Una tarde pensé que podía visitar la tumba de Jim Morrison. Incluso bajo la lluvia, como fue el caso, el cementerio de Père Lachaise tiene mucha vida, lleno de turistas con ideas tópicas. A la entrada me dieron un plano para situar a todas las celebridades que allí descansan eternamente, pero no soy muy amigo de los planos y prefiero viajar a la deriva, como dijo el escritor Mariñas. Así que situé muy ligeramente la situación de la tumba de Morrison en mi cabeza y abandoné el plano ante el túmulo funerario de la numerosa familia Dubuisson.
Al cabo de media hora había localizado los restos de toda clase de celebridades (bueno, la situación de sus restos, claro), pero no los de Jim Morrison. Así que decidí abandonar esta búsqueda que, en realidad, me interesaba más bien poco, pues nunca fui muy aficionado a los Doors y mi visita esa tarde en el cementerio de Père Lachaise se debía básicamente a una extraña discusión que esa mañana habíamos mantenido La Nueva, mi novia, y yo.
Y, en efecto, me dirigía ya hacia la salida cuando me crucé con cinco jóvenes melenudos que con paso firme se dirigían hacía lo que sin duda tenía que ser la tumba de Morrison, pues su aspecto desgreñado y hippioso no ofrecía duda y su presencia en Père Lachaise sólo podía deberse a su admiración hacia el cantante de los Doors. Les seguí discretamente y en pocos minutos los jóvenes se detuvieron en una discreta esquina del cementerio e inclinaron sus peludas cabezas en señal de respeto. “Aquí está Morrison”, pensé, y me mantuve a unos pocos metros, esperando mi turno para acercarme hacia la tumba del célebre músico. Los muchachos guardaron silencio durante unos segundos hasta que uno de ellos recitó en francés unos versos que, imaginé, pertenecerían a alguna de las canciones de los Doors. Al terminar, se dieron media vuelta para irse y me miraron.

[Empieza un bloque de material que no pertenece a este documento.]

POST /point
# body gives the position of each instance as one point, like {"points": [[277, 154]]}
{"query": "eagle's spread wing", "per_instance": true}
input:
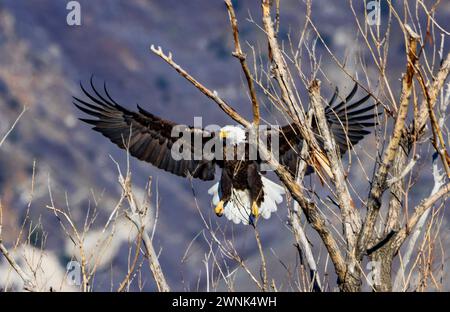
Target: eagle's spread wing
{"points": [[146, 136], [348, 122]]}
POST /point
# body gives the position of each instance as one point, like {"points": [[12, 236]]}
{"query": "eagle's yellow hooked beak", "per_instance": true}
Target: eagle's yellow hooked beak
{"points": [[223, 134]]}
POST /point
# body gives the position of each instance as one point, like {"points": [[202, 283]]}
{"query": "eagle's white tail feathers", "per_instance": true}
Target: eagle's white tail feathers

-Merci -les dije, mostrando la cámara de fotos que siempre llevaba conmigo en esos días, con una sonrisa cómplice, como queriendo decir: Yo también soy fan de los Doors.
-Eh? -dijo uno de ellos, casi en el mismo instante en que mi vista se posaba en la tumba que los jóvenes acababan de reverenciar y mis ojos leían una escueta pero informativa lápida: “Mirabelle Vercruyssen (1932-2003)”.
-Notre maman -explicó uno de los muchachos.
-Oh, la la -dije con creciente sensación de ridículo- C´est una bonique tombeau -añadí en mi francés inventado, mientras con mi cámara encuadraba el mejor plano posible de la tumba de la señora Vercruyssen.